Joe Carlson | August 9, 2012 at 1:41 pm
My heart goes out to Charlene over 65 years. Why check out The Courageous Heart: A Life of Andrew Jackson For Young Readers three times running? Was she a slow reader? Kept putting it off? Was she obsessed with Jackson, whose Hermitage was up the road near Nashville? We all know what happened to The King but what of Charlene? Did she become an historian? Spend her life in Tennessee? And why is she the only “young reader” without a last name? Who speaks for Charlene!
Tom May | August 9, 2012 at 1:52 pm
Maybe Charlene just liked looking at the book’s pretty jacket.
Joe Carlson | August 9, 2012 at 2:01 pm
No, Tom, I feel I know Charlene much better than you do. We have bonded in some mystical way. Believe her to be a serious and studious person. She would not judge a book by its cover – NO! – NOT MY CHARLENE! Besides the book, which you will find on Amazon, has no cover at all! So there, Tom!
Shelley | August 9, 2012 at 3:10 pm
Why is it always so moving to see someone’s old library card? Somehow these things we read when we’re young always make me think of Jay Gatsby.
Tom May | August 9, 2012 at 3:37 pm
Thanks, Joe. I feel like I know Charlene much better now.
Joe Carlson | August 9, 2012 at 3:41 pm
Tom, please don’t mention HER NAME again! Shelley, here is Jay Gatsby’s List:
SCHEDULE
Rise from bed – 6.00 A.M.
Dumbbell exercise and wall-scaling – 6.15-6.30
Study electricity, etc . – 7.15-8.15
Work – 8.30-4.30 P.M.
Baseball and sports – 4.30-5.00
Practice elocution, poise and how to attain it – 5.00-6.00
Study needed inventions – 7.00-9.00
GENERAL RESOLVES
No wasting time at Shafters or [a name, indecipherable]
No more smokeing or chewing
Bath every other day
Read one improving book or magazine per week
Save $5.00 {crossed out} $3.00 per week
Be better to parents
Lizz | August 9, 2012 at 5:17 pm
Okay I’m putting on my spectacles and wearing my hair in a bun -
This is not a library card, it’s the book’s check-out card.
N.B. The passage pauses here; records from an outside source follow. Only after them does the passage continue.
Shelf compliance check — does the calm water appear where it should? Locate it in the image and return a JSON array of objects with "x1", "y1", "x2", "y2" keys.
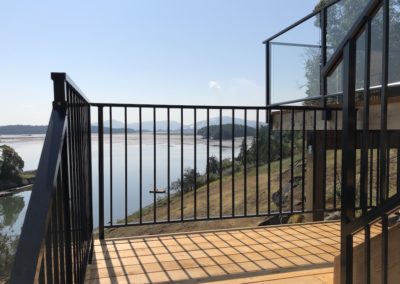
[{"x1": 0, "y1": 134, "x2": 250, "y2": 230}]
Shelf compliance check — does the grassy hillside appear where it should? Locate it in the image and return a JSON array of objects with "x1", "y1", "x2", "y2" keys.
[{"x1": 106, "y1": 150, "x2": 397, "y2": 237}]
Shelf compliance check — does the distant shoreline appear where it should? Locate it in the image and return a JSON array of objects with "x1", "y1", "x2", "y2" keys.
[{"x1": 0, "y1": 183, "x2": 33, "y2": 198}]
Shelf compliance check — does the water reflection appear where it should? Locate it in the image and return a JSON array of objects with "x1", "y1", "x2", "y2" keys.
[{"x1": 0, "y1": 191, "x2": 30, "y2": 283}]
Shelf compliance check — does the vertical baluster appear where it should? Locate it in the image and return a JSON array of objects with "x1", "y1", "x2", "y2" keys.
[
  {"x1": 301, "y1": 110, "x2": 306, "y2": 212},
  {"x1": 181, "y1": 108, "x2": 184, "y2": 220},
  {"x1": 124, "y1": 107, "x2": 128, "y2": 225},
  {"x1": 153, "y1": 107, "x2": 157, "y2": 223},
  {"x1": 232, "y1": 108, "x2": 235, "y2": 217},
  {"x1": 333, "y1": 110, "x2": 338, "y2": 211},
  {"x1": 279, "y1": 109, "x2": 283, "y2": 214},
  {"x1": 219, "y1": 108, "x2": 222, "y2": 218},
  {"x1": 206, "y1": 108, "x2": 210, "y2": 219},
  {"x1": 381, "y1": 215, "x2": 389, "y2": 284},
  {"x1": 167, "y1": 107, "x2": 171, "y2": 222},
  {"x1": 97, "y1": 106, "x2": 104, "y2": 240},
  {"x1": 193, "y1": 108, "x2": 197, "y2": 220},
  {"x1": 267, "y1": 109, "x2": 272, "y2": 215},
  {"x1": 139, "y1": 107, "x2": 143, "y2": 224},
  {"x1": 110, "y1": 106, "x2": 113, "y2": 226},
  {"x1": 290, "y1": 110, "x2": 294, "y2": 213},
  {"x1": 243, "y1": 109, "x2": 247, "y2": 216},
  {"x1": 256, "y1": 108, "x2": 260, "y2": 215}
]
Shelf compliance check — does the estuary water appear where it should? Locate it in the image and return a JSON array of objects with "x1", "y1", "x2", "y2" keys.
[{"x1": 0, "y1": 133, "x2": 247, "y2": 231}]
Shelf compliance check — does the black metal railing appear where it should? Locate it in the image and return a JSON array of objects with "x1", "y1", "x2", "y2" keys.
[
  {"x1": 322, "y1": 0, "x2": 400, "y2": 283},
  {"x1": 93, "y1": 103, "x2": 341, "y2": 238},
  {"x1": 10, "y1": 73, "x2": 93, "y2": 283},
  {"x1": 263, "y1": 0, "x2": 400, "y2": 106}
]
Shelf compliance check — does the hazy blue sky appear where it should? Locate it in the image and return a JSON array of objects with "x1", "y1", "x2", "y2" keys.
[{"x1": 0, "y1": 0, "x2": 318, "y2": 125}]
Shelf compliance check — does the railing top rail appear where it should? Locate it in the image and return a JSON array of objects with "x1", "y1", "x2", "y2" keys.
[
  {"x1": 322, "y1": 0, "x2": 382, "y2": 76},
  {"x1": 51, "y1": 72, "x2": 90, "y2": 103},
  {"x1": 11, "y1": 110, "x2": 67, "y2": 283},
  {"x1": 263, "y1": 0, "x2": 342, "y2": 44},
  {"x1": 90, "y1": 102, "x2": 337, "y2": 110}
]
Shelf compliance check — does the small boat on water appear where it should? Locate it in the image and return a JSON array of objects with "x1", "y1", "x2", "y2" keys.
[{"x1": 149, "y1": 188, "x2": 167, "y2": 194}]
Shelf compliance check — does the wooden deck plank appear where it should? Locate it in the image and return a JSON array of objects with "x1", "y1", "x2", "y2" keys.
[{"x1": 86, "y1": 222, "x2": 372, "y2": 283}]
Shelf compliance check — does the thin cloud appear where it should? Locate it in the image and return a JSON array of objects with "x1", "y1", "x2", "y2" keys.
[{"x1": 208, "y1": 81, "x2": 221, "y2": 90}]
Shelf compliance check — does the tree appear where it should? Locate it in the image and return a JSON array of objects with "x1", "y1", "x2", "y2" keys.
[
  {"x1": 0, "y1": 145, "x2": 24, "y2": 180},
  {"x1": 304, "y1": 0, "x2": 400, "y2": 101},
  {"x1": 0, "y1": 195, "x2": 25, "y2": 282},
  {"x1": 171, "y1": 168, "x2": 203, "y2": 192}
]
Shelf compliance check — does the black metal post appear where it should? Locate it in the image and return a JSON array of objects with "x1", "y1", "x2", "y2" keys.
[
  {"x1": 340, "y1": 39, "x2": 357, "y2": 283},
  {"x1": 98, "y1": 106, "x2": 104, "y2": 240}
]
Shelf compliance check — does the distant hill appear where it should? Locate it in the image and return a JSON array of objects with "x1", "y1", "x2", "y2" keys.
[
  {"x1": 0, "y1": 116, "x2": 264, "y2": 136},
  {"x1": 0, "y1": 124, "x2": 47, "y2": 135}
]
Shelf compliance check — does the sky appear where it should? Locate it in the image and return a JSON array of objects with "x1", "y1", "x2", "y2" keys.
[{"x1": 0, "y1": 0, "x2": 318, "y2": 125}]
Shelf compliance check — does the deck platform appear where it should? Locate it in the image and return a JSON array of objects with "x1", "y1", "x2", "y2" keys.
[{"x1": 86, "y1": 222, "x2": 378, "y2": 284}]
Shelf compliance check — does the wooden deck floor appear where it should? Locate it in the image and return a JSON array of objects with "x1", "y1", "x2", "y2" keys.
[{"x1": 86, "y1": 222, "x2": 378, "y2": 284}]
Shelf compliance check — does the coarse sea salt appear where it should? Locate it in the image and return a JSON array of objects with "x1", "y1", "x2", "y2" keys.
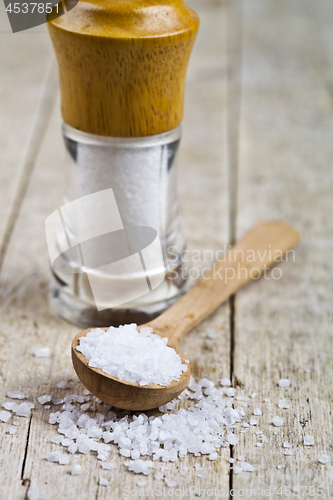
[
  {"x1": 272, "y1": 416, "x2": 283, "y2": 427},
  {"x1": 7, "y1": 391, "x2": 24, "y2": 399},
  {"x1": 76, "y1": 323, "x2": 187, "y2": 386},
  {"x1": 304, "y1": 434, "x2": 315, "y2": 446},
  {"x1": 0, "y1": 410, "x2": 11, "y2": 422}
]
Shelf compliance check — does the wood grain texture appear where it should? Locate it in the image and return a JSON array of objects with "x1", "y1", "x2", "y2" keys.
[
  {"x1": 0, "y1": 1, "x2": 230, "y2": 500},
  {"x1": 48, "y1": 0, "x2": 199, "y2": 137},
  {"x1": 232, "y1": 0, "x2": 333, "y2": 498}
]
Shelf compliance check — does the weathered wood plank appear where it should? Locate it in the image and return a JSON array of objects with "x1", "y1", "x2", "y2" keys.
[
  {"x1": 0, "y1": 2, "x2": 230, "y2": 500},
  {"x1": 232, "y1": 0, "x2": 333, "y2": 498}
]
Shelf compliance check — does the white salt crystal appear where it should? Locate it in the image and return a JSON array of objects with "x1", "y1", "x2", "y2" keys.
[
  {"x1": 51, "y1": 434, "x2": 62, "y2": 444},
  {"x1": 15, "y1": 403, "x2": 30, "y2": 417},
  {"x1": 101, "y1": 462, "x2": 115, "y2": 470},
  {"x1": 220, "y1": 378, "x2": 231, "y2": 387},
  {"x1": 318, "y1": 454, "x2": 331, "y2": 465},
  {"x1": 38, "y1": 394, "x2": 52, "y2": 405},
  {"x1": 278, "y1": 399, "x2": 290, "y2": 409},
  {"x1": 225, "y1": 387, "x2": 236, "y2": 398},
  {"x1": 2, "y1": 401, "x2": 18, "y2": 410},
  {"x1": 304, "y1": 434, "x2": 315, "y2": 446},
  {"x1": 76, "y1": 323, "x2": 187, "y2": 386},
  {"x1": 241, "y1": 462, "x2": 254, "y2": 472},
  {"x1": 279, "y1": 378, "x2": 290, "y2": 387},
  {"x1": 46, "y1": 451, "x2": 62, "y2": 462},
  {"x1": 125, "y1": 459, "x2": 154, "y2": 475},
  {"x1": 52, "y1": 398, "x2": 64, "y2": 405},
  {"x1": 227, "y1": 433, "x2": 239, "y2": 446},
  {"x1": 27, "y1": 488, "x2": 39, "y2": 500},
  {"x1": 71, "y1": 464, "x2": 82, "y2": 476},
  {"x1": 34, "y1": 347, "x2": 50, "y2": 358},
  {"x1": 164, "y1": 474, "x2": 176, "y2": 488},
  {"x1": 57, "y1": 380, "x2": 68, "y2": 389},
  {"x1": 7, "y1": 391, "x2": 24, "y2": 399},
  {"x1": 0, "y1": 410, "x2": 11, "y2": 422},
  {"x1": 272, "y1": 416, "x2": 283, "y2": 427},
  {"x1": 98, "y1": 477, "x2": 110, "y2": 486}
]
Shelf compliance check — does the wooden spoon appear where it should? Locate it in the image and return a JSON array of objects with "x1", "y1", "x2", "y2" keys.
[{"x1": 72, "y1": 222, "x2": 300, "y2": 410}]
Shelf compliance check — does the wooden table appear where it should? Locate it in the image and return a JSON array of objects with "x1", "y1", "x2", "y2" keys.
[{"x1": 0, "y1": 0, "x2": 333, "y2": 500}]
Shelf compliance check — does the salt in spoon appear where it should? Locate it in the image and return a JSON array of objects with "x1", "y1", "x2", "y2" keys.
[{"x1": 72, "y1": 222, "x2": 300, "y2": 411}]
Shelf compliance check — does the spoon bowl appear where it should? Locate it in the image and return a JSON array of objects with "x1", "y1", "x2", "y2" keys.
[
  {"x1": 72, "y1": 324, "x2": 191, "y2": 411},
  {"x1": 72, "y1": 222, "x2": 300, "y2": 411}
]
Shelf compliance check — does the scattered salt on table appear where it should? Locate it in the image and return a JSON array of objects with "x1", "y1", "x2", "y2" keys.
[
  {"x1": 38, "y1": 394, "x2": 52, "y2": 405},
  {"x1": 0, "y1": 410, "x2": 11, "y2": 422},
  {"x1": 7, "y1": 391, "x2": 24, "y2": 399},
  {"x1": 272, "y1": 416, "x2": 283, "y2": 427},
  {"x1": 304, "y1": 434, "x2": 315, "y2": 446}
]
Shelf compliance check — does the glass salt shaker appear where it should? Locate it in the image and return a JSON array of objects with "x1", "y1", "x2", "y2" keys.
[{"x1": 46, "y1": 0, "x2": 199, "y2": 327}]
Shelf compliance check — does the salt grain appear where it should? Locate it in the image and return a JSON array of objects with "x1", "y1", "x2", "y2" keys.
[
  {"x1": 0, "y1": 410, "x2": 11, "y2": 422},
  {"x1": 220, "y1": 378, "x2": 231, "y2": 387},
  {"x1": 7, "y1": 391, "x2": 24, "y2": 399},
  {"x1": 34, "y1": 347, "x2": 50, "y2": 358},
  {"x1": 76, "y1": 323, "x2": 187, "y2": 386},
  {"x1": 14, "y1": 403, "x2": 30, "y2": 417},
  {"x1": 57, "y1": 380, "x2": 68, "y2": 389}
]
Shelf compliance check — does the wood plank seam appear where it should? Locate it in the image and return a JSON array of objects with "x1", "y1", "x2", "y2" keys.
[{"x1": 0, "y1": 60, "x2": 58, "y2": 274}]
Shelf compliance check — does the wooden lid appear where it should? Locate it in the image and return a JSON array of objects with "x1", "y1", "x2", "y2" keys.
[{"x1": 48, "y1": 0, "x2": 199, "y2": 137}]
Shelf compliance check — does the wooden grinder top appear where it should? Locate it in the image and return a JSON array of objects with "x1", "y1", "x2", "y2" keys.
[{"x1": 48, "y1": 0, "x2": 199, "y2": 137}]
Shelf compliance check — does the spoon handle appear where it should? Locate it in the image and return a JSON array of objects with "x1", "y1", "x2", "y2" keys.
[{"x1": 149, "y1": 221, "x2": 300, "y2": 346}]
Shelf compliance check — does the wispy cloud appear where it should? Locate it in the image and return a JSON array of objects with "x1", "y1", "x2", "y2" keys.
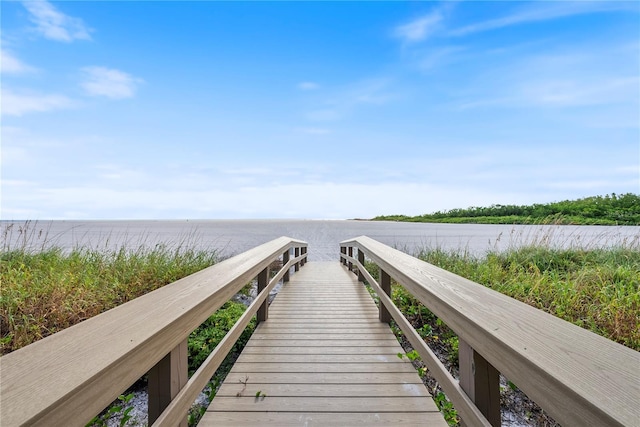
[
  {"x1": 0, "y1": 49, "x2": 36, "y2": 74},
  {"x1": 448, "y1": 1, "x2": 639, "y2": 36},
  {"x1": 2, "y1": 89, "x2": 75, "y2": 116},
  {"x1": 306, "y1": 78, "x2": 395, "y2": 121},
  {"x1": 22, "y1": 0, "x2": 91, "y2": 42},
  {"x1": 298, "y1": 128, "x2": 331, "y2": 135},
  {"x1": 81, "y1": 67, "x2": 143, "y2": 99},
  {"x1": 393, "y1": 9, "x2": 444, "y2": 43},
  {"x1": 298, "y1": 82, "x2": 320, "y2": 90}
]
Elvis’s library card is what he would have shown to be able to check out this book.
Just saying…
Joe Carlson | August 9, 2012 at 7:25 pm
Lizz: The Daily Mail, which Sadie links to, calls it a library card as does The Huffington Post, which picked up the story from the Mail. Perhaps the nomenclature dates back 65 years when you had to “sign” the card for each book you were borrowing, which of course we haven’t done for decades. Also, it was a high school library not a public library so maybe things work differently. I never had a “library card” in high school but I remember borrowing books from the school I attended.
Ash | August 10, 2012 at 1:55 am
Tom – We’re going to be printing paper as soon as possible, totally understand your feelings on the topic.
Plus, in case you missed it, we opened a brand new independent brick and mortar bookshop today. So, bookstore news.
Spirit Bear | August 10, 2012 at 2:16 am
Joe Carlson: Just because they say its so, doesn’t make it so. Lizz is absolutely correct. This was not Elvis’s library card, but rather the book card that you signed when you checked out the particular book. It would go inside the book and as you can see, everyone who checked it out would sign it. It would be stamped when you borrowed the book… that way they’d know if it was returned on time. So Lizz is correct and the Daily Mail and Huffington Post failed to vet this story. Big fail but no surprise.